There is no lone genius slaving away in lab, or one lone person sitting at a desk having a eureka moment. It is the community they foster, the collaborations they form, and the work that their teams do. They come to their conclusions at meetings with their teams discussing their results together. And those people remain invisible.
And anyone who's a "lone genius" ... there is usually a reason they are alone.
Even people from marginalized groups who end up heading research programs and stamping their name on things. Can (often) be awful people. Sometimes I hear praise given to people I know who are famous for "their" inventions and contributions to science and I have to hold my tongue because everyone in the field knows how abusive and toxic they are, but we can't say that.

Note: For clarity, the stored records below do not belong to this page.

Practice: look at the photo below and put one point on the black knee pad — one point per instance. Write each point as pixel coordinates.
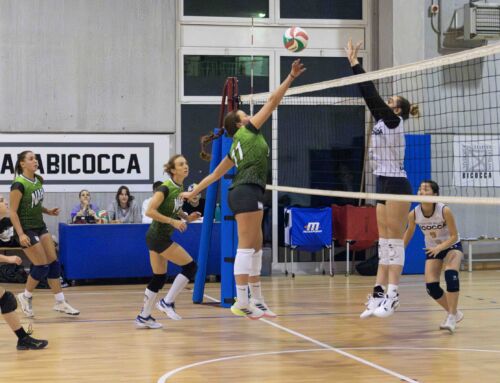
(157, 282)
(434, 290)
(452, 281)
(39, 272)
(189, 270)
(54, 270)
(8, 303)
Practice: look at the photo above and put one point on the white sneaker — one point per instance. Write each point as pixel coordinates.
(168, 308)
(250, 311)
(148, 322)
(64, 307)
(458, 318)
(261, 305)
(26, 305)
(450, 323)
(371, 304)
(387, 307)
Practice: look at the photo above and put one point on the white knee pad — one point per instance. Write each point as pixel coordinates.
(396, 252)
(256, 263)
(383, 252)
(243, 261)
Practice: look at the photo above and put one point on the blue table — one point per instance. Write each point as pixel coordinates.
(119, 250)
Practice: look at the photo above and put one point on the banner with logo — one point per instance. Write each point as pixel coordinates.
(99, 162)
(476, 161)
(308, 228)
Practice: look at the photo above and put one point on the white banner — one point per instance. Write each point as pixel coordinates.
(99, 162)
(476, 161)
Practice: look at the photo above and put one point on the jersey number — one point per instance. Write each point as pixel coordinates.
(237, 152)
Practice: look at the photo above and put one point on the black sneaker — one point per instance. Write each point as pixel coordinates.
(29, 343)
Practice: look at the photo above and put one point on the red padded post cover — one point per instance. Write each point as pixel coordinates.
(357, 223)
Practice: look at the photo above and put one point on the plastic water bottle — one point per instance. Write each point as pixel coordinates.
(217, 213)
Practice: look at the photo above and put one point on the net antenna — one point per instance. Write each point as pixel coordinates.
(251, 63)
(228, 232)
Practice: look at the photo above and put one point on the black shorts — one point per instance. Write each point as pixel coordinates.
(442, 254)
(392, 185)
(158, 244)
(246, 198)
(34, 234)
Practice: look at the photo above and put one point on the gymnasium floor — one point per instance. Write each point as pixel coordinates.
(318, 337)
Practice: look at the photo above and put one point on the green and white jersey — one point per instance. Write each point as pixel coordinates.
(30, 207)
(170, 207)
(249, 152)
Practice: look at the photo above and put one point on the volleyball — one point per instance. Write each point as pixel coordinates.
(103, 216)
(295, 39)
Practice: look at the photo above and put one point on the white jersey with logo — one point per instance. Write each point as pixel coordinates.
(387, 150)
(434, 227)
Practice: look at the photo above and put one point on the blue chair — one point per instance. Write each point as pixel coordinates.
(309, 229)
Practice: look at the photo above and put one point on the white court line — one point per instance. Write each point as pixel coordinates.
(168, 375)
(317, 342)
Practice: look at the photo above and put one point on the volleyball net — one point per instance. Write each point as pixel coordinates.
(321, 132)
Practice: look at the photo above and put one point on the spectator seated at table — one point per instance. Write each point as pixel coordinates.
(85, 211)
(124, 209)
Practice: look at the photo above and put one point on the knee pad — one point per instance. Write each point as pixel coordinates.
(383, 252)
(396, 252)
(189, 270)
(434, 290)
(8, 303)
(452, 281)
(157, 282)
(54, 270)
(40, 272)
(256, 263)
(243, 261)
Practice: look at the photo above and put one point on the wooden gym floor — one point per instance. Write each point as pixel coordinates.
(318, 337)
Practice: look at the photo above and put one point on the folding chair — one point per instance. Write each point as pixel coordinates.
(309, 229)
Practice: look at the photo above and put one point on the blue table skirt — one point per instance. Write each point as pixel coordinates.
(119, 250)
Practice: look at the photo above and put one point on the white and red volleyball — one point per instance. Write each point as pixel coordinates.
(295, 39)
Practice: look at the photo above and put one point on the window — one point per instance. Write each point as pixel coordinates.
(321, 146)
(322, 9)
(205, 75)
(322, 69)
(227, 8)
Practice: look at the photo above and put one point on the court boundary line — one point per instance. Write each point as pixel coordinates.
(171, 373)
(323, 346)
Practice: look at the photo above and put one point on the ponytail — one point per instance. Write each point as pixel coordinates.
(18, 170)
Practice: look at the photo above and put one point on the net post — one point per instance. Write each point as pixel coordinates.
(207, 225)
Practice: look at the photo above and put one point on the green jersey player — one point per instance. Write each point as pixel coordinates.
(26, 197)
(249, 154)
(165, 209)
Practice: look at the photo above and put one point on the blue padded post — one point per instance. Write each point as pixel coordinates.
(206, 230)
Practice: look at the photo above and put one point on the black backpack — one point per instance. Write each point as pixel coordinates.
(10, 273)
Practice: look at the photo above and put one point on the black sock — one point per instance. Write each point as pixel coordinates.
(378, 291)
(21, 333)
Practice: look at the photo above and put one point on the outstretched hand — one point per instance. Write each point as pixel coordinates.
(352, 52)
(297, 69)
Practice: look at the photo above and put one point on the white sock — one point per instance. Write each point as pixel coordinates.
(149, 300)
(392, 291)
(242, 295)
(180, 282)
(255, 290)
(59, 297)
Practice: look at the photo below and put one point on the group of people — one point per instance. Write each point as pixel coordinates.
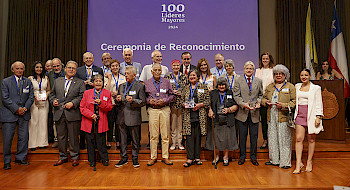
(189, 107)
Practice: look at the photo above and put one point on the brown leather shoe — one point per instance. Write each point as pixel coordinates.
(167, 161)
(151, 162)
(75, 162)
(60, 162)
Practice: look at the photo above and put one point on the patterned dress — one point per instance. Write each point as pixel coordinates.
(280, 137)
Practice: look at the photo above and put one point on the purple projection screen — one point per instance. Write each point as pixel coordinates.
(201, 27)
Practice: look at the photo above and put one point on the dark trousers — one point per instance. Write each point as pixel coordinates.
(51, 135)
(112, 125)
(8, 131)
(67, 129)
(135, 137)
(98, 141)
(263, 114)
(193, 142)
(243, 133)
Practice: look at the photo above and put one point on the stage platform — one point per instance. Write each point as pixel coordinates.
(331, 167)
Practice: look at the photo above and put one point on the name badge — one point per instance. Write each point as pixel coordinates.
(285, 90)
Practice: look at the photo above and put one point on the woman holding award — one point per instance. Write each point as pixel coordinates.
(38, 131)
(178, 80)
(248, 92)
(222, 108)
(195, 100)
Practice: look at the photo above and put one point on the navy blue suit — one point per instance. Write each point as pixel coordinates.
(82, 74)
(12, 99)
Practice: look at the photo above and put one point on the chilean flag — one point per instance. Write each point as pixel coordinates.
(337, 54)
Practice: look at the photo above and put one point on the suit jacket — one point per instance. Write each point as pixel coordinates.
(228, 102)
(192, 67)
(52, 76)
(74, 95)
(12, 99)
(314, 108)
(241, 95)
(203, 97)
(87, 110)
(81, 73)
(130, 113)
(135, 64)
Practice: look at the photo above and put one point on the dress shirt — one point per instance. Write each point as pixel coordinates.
(147, 74)
(135, 64)
(215, 72)
(166, 91)
(66, 86)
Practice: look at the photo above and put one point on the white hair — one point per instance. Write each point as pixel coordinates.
(132, 69)
(106, 53)
(128, 49)
(154, 52)
(283, 69)
(249, 63)
(87, 53)
(13, 64)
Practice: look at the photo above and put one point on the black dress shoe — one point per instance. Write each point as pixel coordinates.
(22, 162)
(270, 163)
(255, 163)
(7, 166)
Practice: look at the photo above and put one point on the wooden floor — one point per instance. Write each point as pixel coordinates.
(331, 167)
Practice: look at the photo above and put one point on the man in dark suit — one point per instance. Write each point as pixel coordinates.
(248, 92)
(132, 97)
(17, 98)
(186, 66)
(65, 97)
(57, 71)
(86, 73)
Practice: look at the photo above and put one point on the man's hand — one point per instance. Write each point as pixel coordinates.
(129, 99)
(55, 103)
(160, 102)
(68, 105)
(119, 98)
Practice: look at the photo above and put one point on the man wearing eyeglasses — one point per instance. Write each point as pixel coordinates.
(219, 69)
(65, 97)
(106, 60)
(186, 66)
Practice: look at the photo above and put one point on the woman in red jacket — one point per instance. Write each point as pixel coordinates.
(94, 106)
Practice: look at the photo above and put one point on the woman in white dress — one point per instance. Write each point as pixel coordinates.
(38, 131)
(112, 81)
(264, 72)
(206, 77)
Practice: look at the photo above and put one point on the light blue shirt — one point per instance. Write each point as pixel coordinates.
(215, 71)
(135, 64)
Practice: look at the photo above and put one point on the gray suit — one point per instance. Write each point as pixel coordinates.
(247, 118)
(12, 99)
(68, 120)
(129, 116)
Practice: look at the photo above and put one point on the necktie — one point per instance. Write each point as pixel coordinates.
(20, 86)
(249, 83)
(89, 72)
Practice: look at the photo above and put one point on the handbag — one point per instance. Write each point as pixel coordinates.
(291, 122)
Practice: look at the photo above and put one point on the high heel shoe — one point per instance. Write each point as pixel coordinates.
(298, 171)
(308, 167)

Something related happened very recently which is why I had a rant bubbling.
Now, being so negative and ranting and raining on people's parades aside.
The solution is for lay people to have their special interest narrow subfield like, canine copper hepatopathy, or artificial photosynthesis, or tuberculosis antibiotics, and read the jargon-free public-facing research announcements that come out of university and national laboratory public-relations offices, rather than waiting for some tumblrite to be scrolling through a list of minorities and choosing one person to attribute A Discovery to, or for the Nobel committee to announce in the news that it decided what singular person to gift an award to for work 40 years' worth of grad students did.
You're not going to know who is abusive, who is an asshole, who is just putting their name on the publications of their underlings vs who is in the lab working shoulder to shoulder with the people they manage and genuinely uplifting the people around them and opening doors for the people who come after them. You're not. They don't put that in obituaries and they don't say that stuff out loud even in their own departments, often.
But what you can do, is when you do see those Singular Names... google "[name] research group" and look how many scientists they raised and nurtured, and see what they're doing. I guarantee they need the attention, interest, and someone who will see the merit in their research and choose to call their nation's particular representative government to suggest more funding be put in that area of science for a new generation.